The role of rat medial frontal cortex in effort-based decision making

Abstract

We conducted a series of experiments to elucidate the role of rat medial frontal cortex (MFC) (including prelimbic, infralimbic, and cingulate cortices) in effort-based decision making. Rats were trained on a cost-benefit T-maze task in which they could either choose to climb a barrier to obtain a high reward in one arm (HR arm) or could obtain a small reward in the other with no barrier present (LR arm). Before surgery, all animals were selecting the HR arm on almost every trial. However, after excitotoxic lesions to MFC, the rats shifted to selecting the LR arm on almost every trial. This was not caused by a spatial memory or motor deficit because the same rats returned to selecting the HR arm when the amount of effort needed to be expended to obtain reward in either arm was equalized by putting an identical barrier in the LR arm.

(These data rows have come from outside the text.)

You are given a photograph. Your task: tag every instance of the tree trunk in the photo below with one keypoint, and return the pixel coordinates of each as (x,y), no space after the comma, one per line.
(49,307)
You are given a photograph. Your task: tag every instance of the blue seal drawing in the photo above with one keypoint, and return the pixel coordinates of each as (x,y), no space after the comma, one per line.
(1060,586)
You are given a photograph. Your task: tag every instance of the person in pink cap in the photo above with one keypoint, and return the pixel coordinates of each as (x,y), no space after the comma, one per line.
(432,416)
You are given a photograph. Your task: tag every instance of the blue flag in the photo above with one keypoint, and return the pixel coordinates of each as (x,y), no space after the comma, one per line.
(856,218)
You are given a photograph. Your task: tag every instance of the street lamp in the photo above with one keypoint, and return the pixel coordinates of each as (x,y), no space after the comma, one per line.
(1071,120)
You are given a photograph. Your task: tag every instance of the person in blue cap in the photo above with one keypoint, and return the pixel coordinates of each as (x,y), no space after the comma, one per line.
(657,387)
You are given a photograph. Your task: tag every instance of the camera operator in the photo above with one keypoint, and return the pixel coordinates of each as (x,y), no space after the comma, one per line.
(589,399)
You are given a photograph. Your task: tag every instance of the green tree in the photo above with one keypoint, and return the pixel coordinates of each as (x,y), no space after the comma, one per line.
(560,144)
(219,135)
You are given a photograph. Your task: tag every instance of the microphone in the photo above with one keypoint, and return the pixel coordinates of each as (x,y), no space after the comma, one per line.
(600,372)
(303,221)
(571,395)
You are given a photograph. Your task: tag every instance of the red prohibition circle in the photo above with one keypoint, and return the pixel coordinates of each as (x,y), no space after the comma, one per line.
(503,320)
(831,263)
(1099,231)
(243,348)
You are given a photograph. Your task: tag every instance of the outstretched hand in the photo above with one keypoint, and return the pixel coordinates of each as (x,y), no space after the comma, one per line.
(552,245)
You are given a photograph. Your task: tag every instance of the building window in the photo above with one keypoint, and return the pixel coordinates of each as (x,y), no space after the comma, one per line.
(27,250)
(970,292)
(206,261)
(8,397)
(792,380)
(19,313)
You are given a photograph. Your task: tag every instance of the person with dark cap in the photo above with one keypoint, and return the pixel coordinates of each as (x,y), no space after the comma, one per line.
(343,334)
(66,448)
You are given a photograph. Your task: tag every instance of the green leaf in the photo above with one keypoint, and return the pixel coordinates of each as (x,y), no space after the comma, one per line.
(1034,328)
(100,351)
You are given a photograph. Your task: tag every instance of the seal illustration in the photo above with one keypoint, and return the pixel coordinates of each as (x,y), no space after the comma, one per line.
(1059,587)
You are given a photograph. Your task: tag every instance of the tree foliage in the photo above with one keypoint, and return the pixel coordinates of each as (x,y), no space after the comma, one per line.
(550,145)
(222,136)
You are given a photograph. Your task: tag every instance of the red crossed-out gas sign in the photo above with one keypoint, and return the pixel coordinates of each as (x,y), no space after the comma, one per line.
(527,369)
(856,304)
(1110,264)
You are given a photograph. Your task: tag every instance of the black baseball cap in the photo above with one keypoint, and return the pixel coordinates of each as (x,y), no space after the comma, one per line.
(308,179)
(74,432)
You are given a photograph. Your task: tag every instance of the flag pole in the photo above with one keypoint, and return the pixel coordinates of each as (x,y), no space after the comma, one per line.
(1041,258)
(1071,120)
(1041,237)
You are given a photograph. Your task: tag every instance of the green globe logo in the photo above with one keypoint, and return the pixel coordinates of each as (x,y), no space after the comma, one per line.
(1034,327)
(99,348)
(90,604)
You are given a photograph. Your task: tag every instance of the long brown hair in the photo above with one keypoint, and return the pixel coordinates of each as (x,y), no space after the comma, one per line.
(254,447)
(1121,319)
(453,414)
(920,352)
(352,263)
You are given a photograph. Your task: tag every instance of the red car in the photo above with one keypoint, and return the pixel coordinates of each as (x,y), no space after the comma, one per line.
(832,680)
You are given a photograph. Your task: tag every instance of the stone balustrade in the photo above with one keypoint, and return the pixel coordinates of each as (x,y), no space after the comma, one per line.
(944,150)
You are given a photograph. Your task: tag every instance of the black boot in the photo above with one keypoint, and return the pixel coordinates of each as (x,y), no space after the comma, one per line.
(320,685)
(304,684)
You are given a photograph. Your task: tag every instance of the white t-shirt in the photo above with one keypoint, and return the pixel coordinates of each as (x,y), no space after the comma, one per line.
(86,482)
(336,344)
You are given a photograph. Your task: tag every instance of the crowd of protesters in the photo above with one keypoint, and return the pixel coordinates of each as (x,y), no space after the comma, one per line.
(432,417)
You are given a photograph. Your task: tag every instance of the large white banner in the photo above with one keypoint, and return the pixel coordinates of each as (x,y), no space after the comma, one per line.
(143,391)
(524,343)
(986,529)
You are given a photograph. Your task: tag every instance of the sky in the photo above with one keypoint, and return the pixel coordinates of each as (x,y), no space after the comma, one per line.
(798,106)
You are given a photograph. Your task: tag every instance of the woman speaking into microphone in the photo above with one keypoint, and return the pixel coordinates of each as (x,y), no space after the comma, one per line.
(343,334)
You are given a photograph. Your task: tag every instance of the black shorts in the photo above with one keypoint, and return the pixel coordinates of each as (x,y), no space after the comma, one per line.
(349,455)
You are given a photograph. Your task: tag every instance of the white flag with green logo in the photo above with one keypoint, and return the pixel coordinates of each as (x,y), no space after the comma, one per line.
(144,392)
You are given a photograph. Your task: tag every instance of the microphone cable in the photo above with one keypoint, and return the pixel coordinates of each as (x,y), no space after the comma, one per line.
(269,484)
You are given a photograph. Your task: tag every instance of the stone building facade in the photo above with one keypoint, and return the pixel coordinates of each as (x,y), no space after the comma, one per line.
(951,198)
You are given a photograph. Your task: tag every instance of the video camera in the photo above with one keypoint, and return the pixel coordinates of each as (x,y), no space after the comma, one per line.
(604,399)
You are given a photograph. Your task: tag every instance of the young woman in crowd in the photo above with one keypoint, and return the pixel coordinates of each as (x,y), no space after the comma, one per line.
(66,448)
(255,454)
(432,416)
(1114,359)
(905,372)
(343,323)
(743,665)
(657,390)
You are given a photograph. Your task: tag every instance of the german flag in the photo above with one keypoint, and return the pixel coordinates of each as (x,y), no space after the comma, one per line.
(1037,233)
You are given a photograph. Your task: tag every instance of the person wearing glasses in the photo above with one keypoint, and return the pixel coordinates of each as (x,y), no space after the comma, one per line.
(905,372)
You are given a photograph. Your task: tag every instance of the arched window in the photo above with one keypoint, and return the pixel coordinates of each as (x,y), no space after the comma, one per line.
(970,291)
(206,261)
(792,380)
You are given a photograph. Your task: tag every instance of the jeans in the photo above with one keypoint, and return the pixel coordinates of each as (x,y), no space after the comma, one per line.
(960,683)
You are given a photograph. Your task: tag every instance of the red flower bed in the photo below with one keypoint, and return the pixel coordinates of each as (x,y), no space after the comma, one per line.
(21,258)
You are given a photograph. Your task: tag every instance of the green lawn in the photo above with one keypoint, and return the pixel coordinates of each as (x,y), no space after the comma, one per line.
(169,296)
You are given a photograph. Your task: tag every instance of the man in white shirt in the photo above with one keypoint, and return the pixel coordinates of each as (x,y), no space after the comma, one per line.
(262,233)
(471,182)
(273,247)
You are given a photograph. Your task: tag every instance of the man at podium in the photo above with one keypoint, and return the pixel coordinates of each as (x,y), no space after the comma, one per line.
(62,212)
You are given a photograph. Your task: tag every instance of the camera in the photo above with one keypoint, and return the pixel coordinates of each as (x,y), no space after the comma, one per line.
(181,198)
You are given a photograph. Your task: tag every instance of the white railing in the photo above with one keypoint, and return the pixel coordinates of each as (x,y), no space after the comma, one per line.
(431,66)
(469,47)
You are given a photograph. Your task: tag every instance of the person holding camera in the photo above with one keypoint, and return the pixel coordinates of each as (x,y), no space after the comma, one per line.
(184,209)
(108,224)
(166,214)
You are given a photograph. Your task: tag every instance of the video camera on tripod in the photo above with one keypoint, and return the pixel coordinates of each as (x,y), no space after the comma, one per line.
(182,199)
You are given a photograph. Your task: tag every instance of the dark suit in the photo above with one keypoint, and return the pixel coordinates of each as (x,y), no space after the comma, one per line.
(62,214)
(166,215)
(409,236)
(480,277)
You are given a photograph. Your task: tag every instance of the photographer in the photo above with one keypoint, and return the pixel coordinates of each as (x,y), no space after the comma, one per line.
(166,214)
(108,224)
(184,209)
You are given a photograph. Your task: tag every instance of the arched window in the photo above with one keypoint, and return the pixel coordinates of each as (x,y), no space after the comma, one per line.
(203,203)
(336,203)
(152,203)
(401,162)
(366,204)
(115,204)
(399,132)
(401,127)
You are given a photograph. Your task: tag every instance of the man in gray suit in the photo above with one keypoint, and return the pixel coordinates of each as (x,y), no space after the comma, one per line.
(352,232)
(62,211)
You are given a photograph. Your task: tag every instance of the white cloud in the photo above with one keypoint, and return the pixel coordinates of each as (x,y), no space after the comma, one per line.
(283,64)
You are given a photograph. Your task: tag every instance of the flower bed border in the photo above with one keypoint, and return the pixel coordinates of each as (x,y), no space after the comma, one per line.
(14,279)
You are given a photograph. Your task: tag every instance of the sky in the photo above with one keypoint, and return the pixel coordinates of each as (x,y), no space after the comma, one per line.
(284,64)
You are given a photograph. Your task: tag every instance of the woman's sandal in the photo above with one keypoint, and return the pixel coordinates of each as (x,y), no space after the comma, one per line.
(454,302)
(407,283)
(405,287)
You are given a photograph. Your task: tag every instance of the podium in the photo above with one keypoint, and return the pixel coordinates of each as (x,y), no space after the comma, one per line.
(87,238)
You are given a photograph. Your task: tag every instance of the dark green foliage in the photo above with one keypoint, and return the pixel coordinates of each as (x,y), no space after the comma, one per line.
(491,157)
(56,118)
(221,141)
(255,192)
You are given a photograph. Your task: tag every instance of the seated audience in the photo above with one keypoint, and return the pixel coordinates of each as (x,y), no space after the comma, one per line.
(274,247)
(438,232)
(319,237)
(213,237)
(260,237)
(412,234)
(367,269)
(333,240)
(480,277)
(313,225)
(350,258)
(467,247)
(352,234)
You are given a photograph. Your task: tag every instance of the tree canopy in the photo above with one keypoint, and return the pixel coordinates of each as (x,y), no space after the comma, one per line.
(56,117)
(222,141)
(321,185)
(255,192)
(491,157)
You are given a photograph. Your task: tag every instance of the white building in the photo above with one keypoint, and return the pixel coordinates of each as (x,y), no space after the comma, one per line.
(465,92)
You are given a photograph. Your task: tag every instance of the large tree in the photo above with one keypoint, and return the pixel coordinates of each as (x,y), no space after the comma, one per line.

Additional experiments demonstrated that the change in effort-based decisions observed in the rats was not caused by a complete insensitivity to reward and effort because they returned to choosing the HR arm if either the cost was reduced (by making the barrier smaller) or the benefit was increased (increasing the food ratio differential). Instead, the MFC lesion shifted the animals' decision criterion, making them more likely to choose the LR arm than the sham-lesioned animals. These results imply that medial frontal cortex is important for allowing the animal to put in more work to obtain greater rewards.

Fig. 1.

a, Schematic top view of the high-walled T-maze apparatus used throughout the test phase of the study. On each choice trial, the animals could either choose the LR arm with two pellets or could climb over a wire mesh barrier to obtain four pellets in the HR arm. The HR arm was to the left for half of the animals and to the right for the others. b, The barriers were constructed out of thick wire mesh in the shape of a right-angled triangle. The rats climbed up the vertical side and descended down the slope to obtain the HR reward. In experiments 1, 2, and 4, the barrier was always 30 cm. In experiment 3, the barrier was either 30 cm (left) or 20 cm (right), depending on the condition.

Fig. 2.

Schematic time line showing the duration and different barrier sizes used during different stages of each experiment. Baseline periods refer to the days with a single 30 cm barrier in the HR arm when the animals were tested until group scores stabilized to within ±4% for 3 consecutive days.

Fig. 3.

Reconstructions of medial frontal cortex lesions. Minimal (left column), representative (center column), and maximal (right column) extent of the lesions in coronal sections between +5.2 mm anterior to bregma and −1.3 mm posterior to bregma are illustrated. Gray shading indicates areas of complete cell loss, whereasstippled shading represents the lesion penumbra in which cells were still present but clearly abnormal compared with those in sham-operated animals.

Fig. 4.

Photomicrographs of coronal sections showing typical cell loss in a representative lesioned rat (left column) compared with a sham-operated animal (right column).

Fig. 5.

Mean ± SE percentage of trials in which sham and lesion group rats chose the HR arm with a single 30 cm barrier in the HR arm. In experiment 1, there was always just a single 30 cm barrier in the HR arm. However, in experiment 2, there could either be a single 30 cm barrier in the HR arm or identical 30 cm barriers in both goal arms. Each testing block consisted of 3 d of 10 choice trials per day.

Fig. 6.

Mean ± SE percentage of trials in which sham and lesion group rats chose the HR arm when the size of barrier was varied in the HR arm (experiment 3). Rats were run with either a single 20 cm barrier in the HR arm or with a 30 cm barrier in both goal arms. The first testing block (test days 16–18) is labeled 4 5 6 because it was a continuation of testing from the last 3 d of experiment 2 to get a consistent baseline measurement with the single 30 cm barrier before attempting any cost–benefit manipulations.

Fig. 7.

Mean ± SE percentage of trials in which sham and lesion group rats chose the HR arm with a single 30 cm barrier in the HR arm in experiment 4. The food differential ratio was changed from 4:2 in the baseline condition (HR/LR arm) to 5:1. The first 3 d of testing (test days 28–30; gray shading) when a stable baseline measure was being obtained have been included for the sake of completeness, although they have not been subjected to statistical analysis.